When this flanger followed Phillipe Herndon home from a Virginia guitar shop, its sonic breadth inspired more than a wealth of guitar sounds. It caused him to reflect on the art of pedal making.

While holidaying in Northern Virginia, I decided to visit one of my favorite guitar shops of all time, Action Music. Matt Baker’s shop in Falls Church is the kind of guitar store that every enthusiastic player deserves. There are classic amps to experience firsthand—to cut through the fog of branding and myth, and realize whether you’d actually prefer a Hiwatt or a Marshall. There are gorgeous vintage instruments to lust after and gigworthy pieces that were actually put to use. And along the entire eastern wall is a glorious glass case filled with effects pedals that many people only get to read about in forums or hear on YouTube.

Every noteworthy effect, amp, or guitar builder I know is a hoarder. We have collections that a layperson would call ridiculous, and even most players, musicians, and recording engineers might consider them excessive. But every designer I have known worth their salt has an insatiable curiosity for their art. We’ll buy the latest and greatest to see if there’s anything to the hype or a stroke of genius that we may have missed. We benchmark against the industry standards to see how our own work compares. And when money permits, we shell out for a classic just to appreciate the art, the enclosures, the sound, and the transformative experience those devices can create.

I’ve come to see vintage pieces in three classes. The first basically made me say “well, this is what we had to work with back then.” They can be pretty cool, but they’re generally exciting only in the most basic, nostalgic way. We’ll kid ourselves that they were better than they are. We imbue these items with the sense memory of how they looked and what we remember of using them, recalling those early rehearsal jams or shows where, just like our playing, they made some sound, if not necessarily a good one. Discovery was fun.

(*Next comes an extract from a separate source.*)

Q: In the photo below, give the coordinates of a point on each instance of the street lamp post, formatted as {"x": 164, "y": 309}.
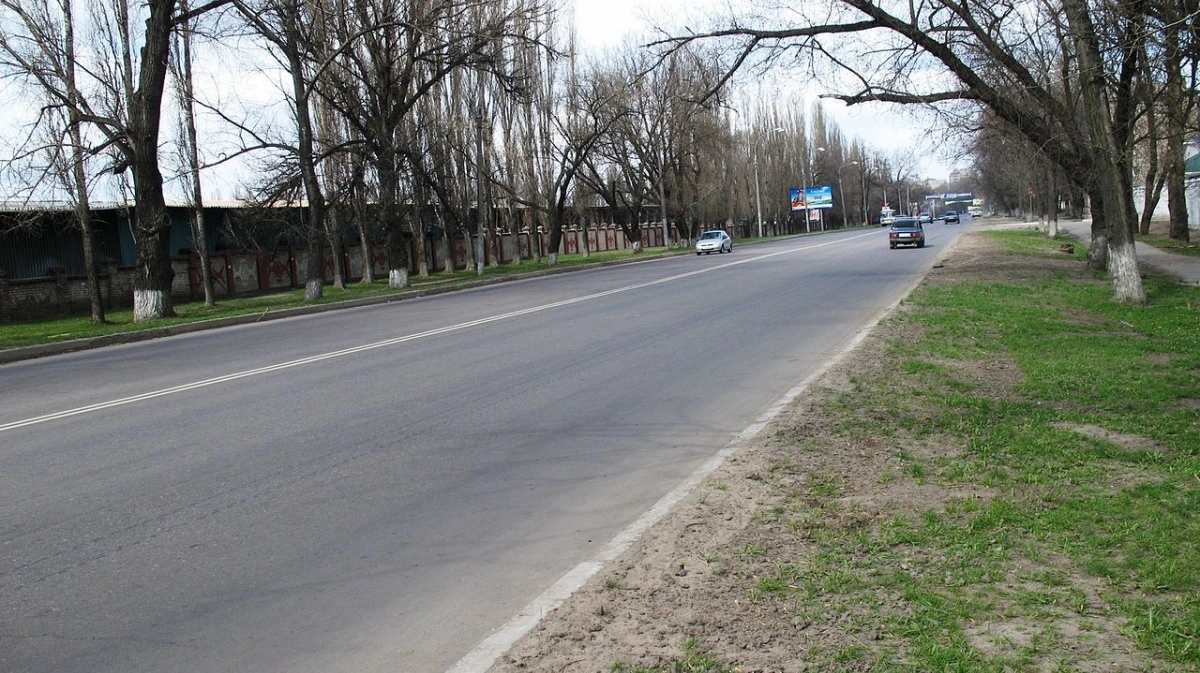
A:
{"x": 810, "y": 179}
{"x": 843, "y": 192}
{"x": 757, "y": 198}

The second category consists of really good vintage pieces that can transport you to a place and time you may have never visited. I was thinking recently of a vintage Small Stone and a Thomas Organ wah that we repaired. Once the broken connections were fixed and solder joints retouched, I fired them up and instantly felt like I was dropped back into 1976.

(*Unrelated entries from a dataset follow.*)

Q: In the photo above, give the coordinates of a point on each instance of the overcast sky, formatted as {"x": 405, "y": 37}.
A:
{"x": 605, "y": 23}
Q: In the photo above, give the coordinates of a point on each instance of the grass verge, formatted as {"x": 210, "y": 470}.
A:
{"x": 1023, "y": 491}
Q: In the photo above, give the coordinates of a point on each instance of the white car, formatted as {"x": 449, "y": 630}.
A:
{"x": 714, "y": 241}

I felt like filmmakers might when they have the correct camera lenses and film stock, and the costume director has made sure the cast is wearing the period-correct clothing for the time.

We recognized sounds and colors that inspired the art of their time, whether it was decades of current passing through the semiconductors, an era of wandering parts tolerances, or a placebo effect triggered by the lingering musty smell. I felt like filmmakers might when they have the correct camera lenses and film stock, and the costume director has made sure the cast is wearing the period-correct clothing for the time.

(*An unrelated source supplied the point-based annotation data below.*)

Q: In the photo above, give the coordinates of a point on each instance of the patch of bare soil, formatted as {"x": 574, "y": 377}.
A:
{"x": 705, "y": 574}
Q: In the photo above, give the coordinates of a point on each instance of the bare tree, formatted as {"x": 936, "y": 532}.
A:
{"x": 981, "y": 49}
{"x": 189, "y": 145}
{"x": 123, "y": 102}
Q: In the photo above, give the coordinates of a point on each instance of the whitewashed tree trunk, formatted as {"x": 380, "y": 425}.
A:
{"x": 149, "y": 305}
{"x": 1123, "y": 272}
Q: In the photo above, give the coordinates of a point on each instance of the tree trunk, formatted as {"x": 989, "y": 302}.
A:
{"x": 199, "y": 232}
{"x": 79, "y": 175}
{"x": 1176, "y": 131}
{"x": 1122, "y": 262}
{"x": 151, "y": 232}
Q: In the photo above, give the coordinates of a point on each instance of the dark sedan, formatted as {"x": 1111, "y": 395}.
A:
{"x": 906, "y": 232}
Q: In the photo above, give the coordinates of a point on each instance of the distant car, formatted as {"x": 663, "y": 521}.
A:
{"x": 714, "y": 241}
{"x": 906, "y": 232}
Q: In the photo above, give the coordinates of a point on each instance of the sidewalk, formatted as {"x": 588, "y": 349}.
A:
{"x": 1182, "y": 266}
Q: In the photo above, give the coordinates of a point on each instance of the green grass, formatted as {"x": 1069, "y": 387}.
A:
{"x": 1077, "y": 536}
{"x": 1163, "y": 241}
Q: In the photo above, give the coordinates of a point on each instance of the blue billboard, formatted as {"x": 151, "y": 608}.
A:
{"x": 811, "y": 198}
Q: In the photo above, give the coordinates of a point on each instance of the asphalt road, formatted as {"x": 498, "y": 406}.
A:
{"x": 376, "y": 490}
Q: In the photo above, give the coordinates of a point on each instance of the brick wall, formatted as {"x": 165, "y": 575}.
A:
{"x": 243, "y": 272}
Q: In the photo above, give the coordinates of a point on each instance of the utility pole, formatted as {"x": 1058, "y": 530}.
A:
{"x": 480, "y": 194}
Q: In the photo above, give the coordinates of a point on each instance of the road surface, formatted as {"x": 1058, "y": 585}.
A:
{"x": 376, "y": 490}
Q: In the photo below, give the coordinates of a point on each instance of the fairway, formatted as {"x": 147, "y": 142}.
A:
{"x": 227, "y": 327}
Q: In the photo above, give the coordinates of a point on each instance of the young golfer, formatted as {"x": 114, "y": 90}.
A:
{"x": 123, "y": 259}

But the top class of stuff I’ve found is the work that’s truly inspiring. They transcend place, time, design, and expectation. They delight and bewilder, and the experience seemingly satisfies both the logic of science and the magic of the inexplicable. And that takes me back to Action Music, where I spied an old A/DA Flanger and remembered how we enjoyed its whoosh when we tracked with one decades ago. Plus, I’d been banging around for too long on a 1976 Les Paul Custom not to feel kind of guilty. I had to buy something.

When I got the pedal back home, I was blown away in a manner that reminds me of the foreword to John Kennedy Toole’s A Confederacy of Dunces. I was first surprised by the sound quality when turned on, then impressed by the depth of the sounds it could make. I couldn’t stop laughing at the over-the-top wacky stuff it could do, and then I was speechless from the subtle and useful textures I dialed up. The control set went beyond the straightforward, two-dimensional expectation I generally have for flangers or most modulation devices where the user focus is on how quickly something goes swish-swish and how severely it changes things. But here, I felt like I could choose how far away or up close the effect was, the range of frequencies that seemed to be getting moved, and how things could be pushed either beyond or beneath our expected boundaries for the effect. Raygun sounds soon could be pseudo Leslie speaker sounds that were more interesting to me than real Leslie speaker sounds, and I could dial back to those “more chorus than chorus” sounds I remember from the Police or the Cure. I stopped thinking of it as even a “flanger,” and more as a tool that could color, alter, or reshape the sound.

To me, devices like this one inspire consideration beyond their functional merits, whatever class of products we’ve designated them for, or how players might use them—and make me broadly reflect on our work. Rather than cloning, perhaps vintage pieces like this from years ago should inspire contemporary designers to pursue a similar sense of boundary-defying wonder and exploration. If they could do it back then, we can do it now.